There are many hypotheses behind the origin of the medical symbol, among which two are most popular – The rod of Asclepius and Caduceus of Hermes.
The rod of Asclepius
Asclepius (also spelled as Asklepios or Aesculapius) was the Greek god of medicine. Homer mentioned the name of Asclepius with Greek medicine. Hippocrates wrote his famous oath starting as “I swear by Apollo the physician and by Asclepius and by Hygieia and Panacea and by all the gods…”.
In many ancient artworks, Asclepius holds a staff with one snake entwined around it. This staff is known as The Rod of Asclepius or Asklepian or Staff of Asclepius.
Snake – Ancient Greeks believed snakes have healing power. Snakes represented regeneration (relate to ecdysis or molting of skin in snakes), a symbol of life and death (snakes venom were used both as a medicine and poison) and wisdom. This hypothesis is supported by the use of a species of non-venomous snake called Aesculapian snake in their healing temple (Asclepieia). Hygieia (goddess of health and hygiene) and Panacea (goddess of healing), two daughters of Asclepius, also has snakes in their sculptures. So it is clear that snake had a strong association with medicine.
Staff – it is popularly believed that the staff was later added in the symbol by Asklepian cults. Some believe staff represents determination (representing doctor’s role in life-death decision).
Caduceus or Herald’s Staff
Caduceus is the symbol of Hermes (the Greek god of border and transition).
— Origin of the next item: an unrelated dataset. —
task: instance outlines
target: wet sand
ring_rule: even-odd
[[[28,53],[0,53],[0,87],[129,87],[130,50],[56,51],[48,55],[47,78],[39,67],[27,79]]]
Later Romans adopted him as their god of commerce and negotiation and named him Mercury. So Caduceus is the symbol of both Hermes and Mercury. It represents a staff entwined by TWO snakes and a pair of wings at the top.
Now the question is how the symbol of business or negotiation was associated with medicine?
There is actually very few mentions of Caduceus with medicine in ancient works. A seal from the third century is kept at Guildhall museum of London. It is believed to be used for marking eye ointments.
Later Hermes became as the god of alchemy. Alchemists believed in the elixir of life. They were also involved with medical practice at that time. So this can be an association between Caduceus and medicine.
Azoth the universal solvent was believed to have healing properties. Caduceus was a symbol of Azoth.
Swiss medical printer Johann Frobenius used Caduceus symbol in his printed works.
It was later adopted by the medical department of United States Army.
In 1912 AMA abandoned Caduceus and took Asklepian as the symbol of medicine. WHO also uses Asclepian in their flag.
Staff and snakes – as the symbol originates in Greece so this association can be understood from the above discussion on Asklepian.
Wings – represent agility and activity.
Even before Greeks, there is there is mention of treatment of dracunculiasis in Syria and India where a stick was used to wind around the worm as it emerged from the lesion. This resembles with the rod of Asclepius.
For More Interested People
- Note the use of snake in Bowl of Hygieia, a symbol of Hygieia, daughter of Asclepius and the goddess of hygiene
(preventive medicine). The picture “Asclepius and Hygieia” is of a 5th century BC marble relief from Therme, Greece. It is now kept in Istanbul Archaeological Museums. Here Hygieia is holding her famous bowl and a snake is drinking from it.
- For more images of use of snakes in relation to Asclepius and Hygieia click on respective hyperlinks.
- The Symbol of Modern Medicine: Why One Snake Is More Than Two – Annals of Internal Medicine.
- Guinea Worm Disease – Treatment and Management.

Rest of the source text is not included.